The Android, iOS and web clients call the API frontend via Rest.li protocol to get data.
The API frontend in turn calls mid-tiers and backends to get data. Along the call tree, various tracking events (mostly XxxServedEvents) are fired and sent to Kafka for processing by downstream tracking consumers.
The data is returned to clients for rendering. As members interact with the clients, tracking events (both UI and product events) are fired and sent to Tracking-Frontend (aka “Tracking-FE”), which validates and processes these events before passing them along to Kafka for downstream tracking consumers.

The specification, monitoring, and analytics of all tracking events are managed by an internal tool called Callisto:

The above screenshot shows a fictitious anchor page identified by pagekey x_prod_pillar_key: the UI; the product, engineering, testing, relevance, and analytics owners of this page; sub-pagekeys, controls, custom/product events defined on this page; the inflow and outflow of this page (i.e., how members navigate to and from this page), and various analytics information for this page.

Tracking infrastructure

The code in each of the major “Pillars” (or “Tabs,” such as Feed, Notifications, and Messaging) on iOS, Android, and web could each try to generate their tracking events in JSON format compliant with schema definitions, fill out the dozens of fields in the three common headers, and send them to Tracking-FE, with batching, retry, and persistence logic.
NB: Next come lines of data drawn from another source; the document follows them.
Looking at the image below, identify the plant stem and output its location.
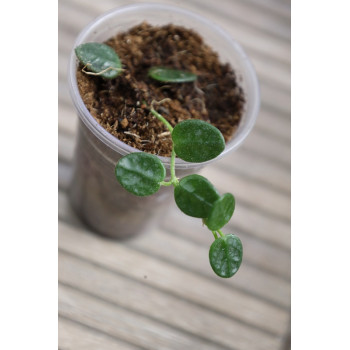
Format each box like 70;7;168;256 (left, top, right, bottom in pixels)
150;107;178;186
218;229;225;238
170;148;179;186
160;181;173;186
212;231;218;239
150;108;173;132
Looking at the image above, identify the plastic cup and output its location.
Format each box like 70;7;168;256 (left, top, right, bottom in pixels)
68;3;260;239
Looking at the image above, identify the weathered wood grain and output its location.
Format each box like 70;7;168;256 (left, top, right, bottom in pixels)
59;251;283;349
162;209;291;279
58;220;289;336
57;146;290;250
58;190;290;308
59;317;140;350
59;284;226;350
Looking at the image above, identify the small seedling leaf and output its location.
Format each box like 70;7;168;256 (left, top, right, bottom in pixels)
148;67;197;83
75;42;122;79
172;119;225;163
209;234;243;278
205;193;235;231
174;174;220;218
115;153;166;196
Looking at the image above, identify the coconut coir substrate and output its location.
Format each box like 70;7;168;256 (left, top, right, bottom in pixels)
77;22;245;157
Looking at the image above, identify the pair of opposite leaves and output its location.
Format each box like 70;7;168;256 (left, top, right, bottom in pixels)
115;118;234;231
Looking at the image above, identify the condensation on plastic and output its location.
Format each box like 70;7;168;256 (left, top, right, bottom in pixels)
68;3;260;238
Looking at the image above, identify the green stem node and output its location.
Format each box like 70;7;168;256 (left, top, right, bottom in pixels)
160;181;173;187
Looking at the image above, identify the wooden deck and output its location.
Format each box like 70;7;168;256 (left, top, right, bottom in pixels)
58;0;291;349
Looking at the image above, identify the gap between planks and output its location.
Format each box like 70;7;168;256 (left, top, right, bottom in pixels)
59;0;290;43
58;220;289;338
59;252;284;349
58;175;290;283
59;283;231;350
58;189;290;309
59;316;142;350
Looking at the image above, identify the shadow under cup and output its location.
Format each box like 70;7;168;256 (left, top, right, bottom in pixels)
68;4;260;239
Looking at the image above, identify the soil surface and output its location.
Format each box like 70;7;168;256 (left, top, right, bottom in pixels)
77;22;245;157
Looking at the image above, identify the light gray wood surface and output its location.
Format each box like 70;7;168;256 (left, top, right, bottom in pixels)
58;0;291;349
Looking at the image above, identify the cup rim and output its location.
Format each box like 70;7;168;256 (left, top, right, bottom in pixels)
68;2;260;169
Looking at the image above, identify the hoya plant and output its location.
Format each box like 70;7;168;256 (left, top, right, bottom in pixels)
75;42;243;278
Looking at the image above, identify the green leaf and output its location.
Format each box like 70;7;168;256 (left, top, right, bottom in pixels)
115;153;166;196
205;193;235;230
209;234;243;278
172;119;225;163
75;42;122;79
174;175;220;218
148;67;197;83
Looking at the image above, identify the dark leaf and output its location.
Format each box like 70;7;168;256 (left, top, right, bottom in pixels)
209;234;243;278
205;193;235;230
174;174;220;218
115;153;166;196
75;42;122;79
172;119;225;163
148;67;197;83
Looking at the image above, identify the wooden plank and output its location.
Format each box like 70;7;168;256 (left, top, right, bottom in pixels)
241;0;291;19
159;0;291;41
254;109;290;143
240;129;290;167
58;190;290;308
126;227;290;308
218;149;291;194
58;220;289;335
260;82;291;115
61;0;290;41
162;208;290;278
201;166;290;221
58;103;78;136
59;251;284;349
59;317;139;350
59;284;224;350
58;131;75;164
58;170;290;282
227;203;290;251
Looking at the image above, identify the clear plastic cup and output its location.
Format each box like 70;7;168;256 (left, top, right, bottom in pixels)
68;3;260;239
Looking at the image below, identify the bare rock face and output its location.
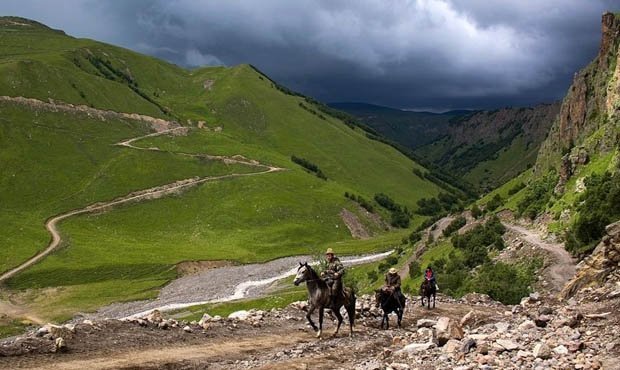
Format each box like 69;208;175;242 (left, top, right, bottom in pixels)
560;221;620;299
536;12;620;178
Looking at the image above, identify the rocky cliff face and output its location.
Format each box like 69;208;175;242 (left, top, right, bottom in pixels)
446;103;559;148
560;221;620;299
536;12;620;184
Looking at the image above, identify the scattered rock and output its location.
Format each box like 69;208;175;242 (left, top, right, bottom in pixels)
533;342;552;359
461;338;476;353
416;319;436;328
228;310;251;321
399;342;435;354
436;317;463;346
54;337;67;353
460;310;475;327
496;339;520;351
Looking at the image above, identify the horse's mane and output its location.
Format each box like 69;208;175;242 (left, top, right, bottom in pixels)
305;263;320;280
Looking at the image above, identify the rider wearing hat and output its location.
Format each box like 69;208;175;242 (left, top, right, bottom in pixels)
321;248;344;298
383;267;403;301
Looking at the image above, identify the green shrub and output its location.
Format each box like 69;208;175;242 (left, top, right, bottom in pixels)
485;194;503;212
471;204;482;219
408;261;421;279
291;155;327;180
508;182;526;195
443;216;467;236
565;172;620;255
516;173;558;220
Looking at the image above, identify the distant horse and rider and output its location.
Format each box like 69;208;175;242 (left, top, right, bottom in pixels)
293;248;356;338
420;265;437;309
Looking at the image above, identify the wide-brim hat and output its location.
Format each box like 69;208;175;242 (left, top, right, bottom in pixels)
325;247;334;255
388;267;398;274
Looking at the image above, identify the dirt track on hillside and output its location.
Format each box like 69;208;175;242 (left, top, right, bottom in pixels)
503;223;576;291
0;101;285;285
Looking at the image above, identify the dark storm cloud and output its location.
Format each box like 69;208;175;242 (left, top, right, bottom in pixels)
0;0;617;109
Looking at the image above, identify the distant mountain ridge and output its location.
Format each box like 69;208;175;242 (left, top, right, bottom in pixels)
333;101;560;191
328;102;469;148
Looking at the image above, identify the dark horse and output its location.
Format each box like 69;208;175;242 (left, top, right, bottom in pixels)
420;278;436;309
374;288;406;329
293;262;356;338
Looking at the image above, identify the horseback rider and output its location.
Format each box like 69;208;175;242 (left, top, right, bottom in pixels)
383;267;404;303
321;248;344;299
383;267;401;294
424;265;438;290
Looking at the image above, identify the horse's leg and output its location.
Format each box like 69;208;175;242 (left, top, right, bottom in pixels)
332;307;343;337
385;311;390;329
433;292;436;308
306;304;318;332
346;301;355;337
397;309;402;328
317;307;324;338
427;294;431;309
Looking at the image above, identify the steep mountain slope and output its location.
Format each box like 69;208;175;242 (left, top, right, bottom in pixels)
487;13;620;256
0;17;449;320
328;102;468;148
417;103;560;191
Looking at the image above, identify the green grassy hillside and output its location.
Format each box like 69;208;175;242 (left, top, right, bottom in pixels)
0;17;447;320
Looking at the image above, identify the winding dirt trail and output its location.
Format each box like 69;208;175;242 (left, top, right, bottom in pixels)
0;121;284;284
503;223;576;291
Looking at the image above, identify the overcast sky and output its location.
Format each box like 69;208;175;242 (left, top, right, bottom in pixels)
1;0;617;110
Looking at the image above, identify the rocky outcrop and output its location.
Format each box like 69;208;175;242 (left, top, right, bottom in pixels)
0;95;182;133
560;221;620;299
536;13;620;182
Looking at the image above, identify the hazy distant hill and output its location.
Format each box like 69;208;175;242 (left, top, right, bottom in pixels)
328;102;469;148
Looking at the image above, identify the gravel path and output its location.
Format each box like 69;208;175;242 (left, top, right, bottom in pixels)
503;223;576;291
87;250;394;320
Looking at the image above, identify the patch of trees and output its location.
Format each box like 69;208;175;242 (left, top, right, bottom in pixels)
416;192;462;216
565;172;620;256
298;102;327;120
516;173;558;220
374;193;412;228
291;155;327;180
508;181;526;195
485;194;503;212
451;216;505;268
471;204;482;219
442;216;467;237
344;192;374;213
426;216;538;304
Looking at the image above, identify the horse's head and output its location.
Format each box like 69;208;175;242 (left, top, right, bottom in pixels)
293;262;311;286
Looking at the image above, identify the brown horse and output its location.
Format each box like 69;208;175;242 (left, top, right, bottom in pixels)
374;288;406;329
293;262;356;338
420;278;436;309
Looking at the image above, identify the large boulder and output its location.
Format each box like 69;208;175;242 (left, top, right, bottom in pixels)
435;317;464;346
416;319;437;328
228;310;251;321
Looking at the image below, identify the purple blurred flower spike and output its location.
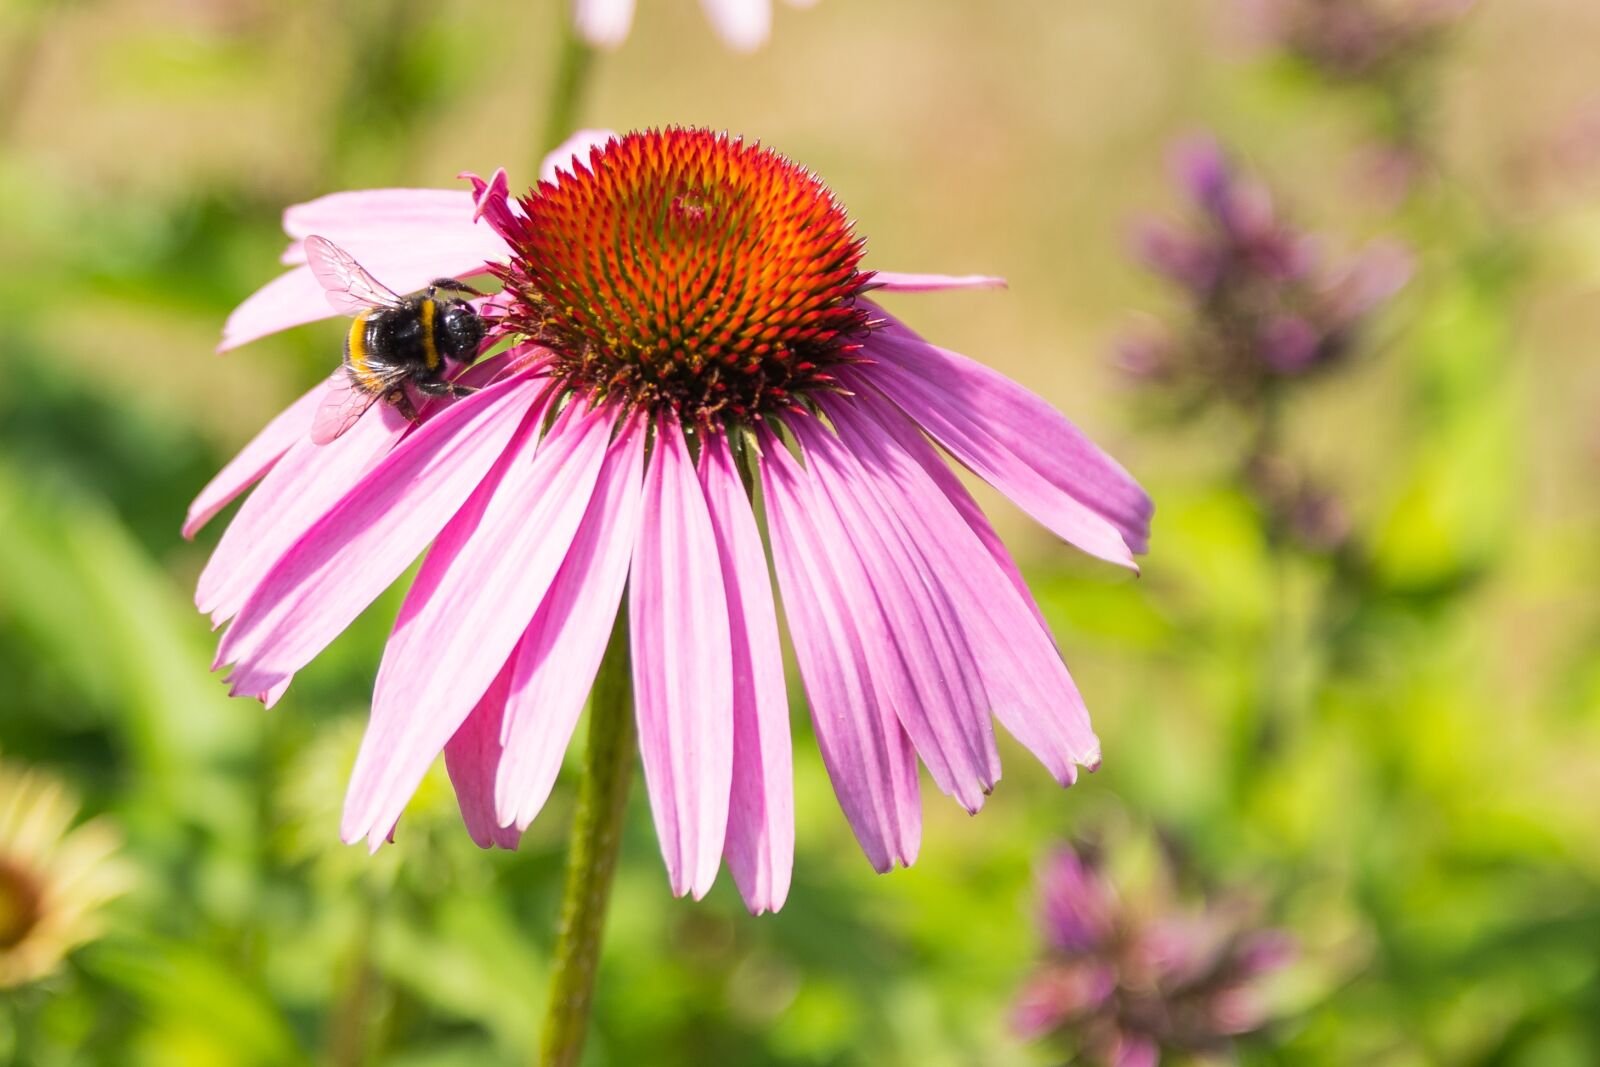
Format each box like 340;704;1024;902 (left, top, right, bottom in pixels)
1243;0;1478;80
1116;133;1411;403
1014;841;1293;1064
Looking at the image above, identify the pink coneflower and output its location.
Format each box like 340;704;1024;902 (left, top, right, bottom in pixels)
572;0;818;53
193;127;1151;914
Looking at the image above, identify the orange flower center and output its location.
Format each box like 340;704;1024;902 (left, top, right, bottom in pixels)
0;858;42;951
496;128;873;421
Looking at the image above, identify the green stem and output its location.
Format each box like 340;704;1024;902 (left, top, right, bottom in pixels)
538;610;635;1067
541;15;598;158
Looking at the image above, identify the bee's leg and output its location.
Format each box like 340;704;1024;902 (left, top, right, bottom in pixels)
427;278;487;298
387;388;419;421
415;378;478;402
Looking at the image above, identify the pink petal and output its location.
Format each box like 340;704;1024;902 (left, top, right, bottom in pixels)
196;399;410;625
540;129;618;185
444;658;524;850
342;396;615;848
859;306;1153;565
698;430;794;914
869;272;1007;293
759;430;921;872
219;268;334;352
571;0;635;49
630;417;734;899
495;414;645;831
854;383;1051;633
220;189;508;351
282;188;487;247
699;0;770;51
825;396;1101;783
215;371;543;698
790;416;999;813
183;378;328;539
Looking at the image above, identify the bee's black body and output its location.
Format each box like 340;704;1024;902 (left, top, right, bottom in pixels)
345;282;487;418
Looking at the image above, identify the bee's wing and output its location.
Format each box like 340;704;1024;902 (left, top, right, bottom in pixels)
304;235;409;315
310;372;392;445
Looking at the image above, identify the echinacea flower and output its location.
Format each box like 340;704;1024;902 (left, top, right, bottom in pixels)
572;0;818;53
1013;844;1294;1066
193;127;1152;914
0;757;129;988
But it is far better to have a common tracking infrastructure that hides all the complexity from app code, automates and optimizes the overall tracking flow (firing, testing, debugging, and monitoring), makes pillar code as simple as possible, and ensures consistency and accuracy across platforms.

The below sample code shows how to fire and test tracking events with the tracking infrastructure on Android, iOS, and web:

Tracking firing

For iOS, Android, and API, the statically typed languages Swift, Objective-C, and Java are used, we codegen the Avro/Pegasus schema of tracking events into classes in these languages. These classes handle serialization to and deserialization from JSON format efficiently, as well as validating and ensuring schema compliance so that no invalid tracking events can be generated, sent, or received. The generated code uses the Builder pattern to construct tracking events between pillar code and tracking infra, and uses class hierarchy (both the event classes and their builder classes) to simplify the interface of tracking infra.
Tracking infrastructure maintains the global state so it can fill in the three common headers, automatically generate events like NavigationEvent as the member navigates from one page to another, and send tracking events to Tracking-FE with batching, retry, error handling, and persistence efficiently.
UI events (PageViewEvent, ControlInteractionEvent, NavigationEvent) are tied to views’ lifecycle events and controls’ listener events and generated automatically by tracking infra in base classes. Pillar classes inherit these base classes and implement the abstract methods to provide necessary tracking info; then, tracking events are fired for them automatically, as shown in above sample code in Java and Swift:
- PageViewEvent: pillar’s Fragment (Android)/ViewController(iOS) classes inherit from base classes and only need to specify their own pageKey. PageViewEvents are fired for them automatically.
- NavigationEvent: NavigationEvents are fully automated, as tracking infra maintains the global navigation stack and generates NavigationEvents as a member navigates from page to page. Pillar code doesn’t need to do anything.
- ControlInteractionEvent: pillar code needs to specify a control’s name. For iOS, tracking infra swizzles the event handlers, so ControlInteractionEvents are auto-generated and completely transparent to pillar code. For Android, pillar’s listener classes need to inherit from these TrackingXXXListeners base classes, then ControlInteractionEvents are auto-generated.
Product events: these events are mostly fired by pillar code and need semantic information about specific content and interactions that only the pillar code knows. Tracking Infra uses Builder pattern and Covariant parallel class hierarchies of events and their builders to create a simple and elegant interface. Pillar code uses event-specific builders to set the event-specific fields, then passes the builders to tracking infrastructure, which fills in common headers and then calls .build() to generate the specific event object. For infinitely scrollable views like UICollectionView and RecyclerView, tracking infra’s base class collaborates with pillar subclasses to fire PageViewEvent and ImpressionEvent with customizable impression criteria, as items scroll over the screen.

Tracking testing
Tracking is an important part of the functional spec of any feature. 100% automated test coverage of tracking is required. Tracking infrastructure makes it super easy to test tracking and report test coverage.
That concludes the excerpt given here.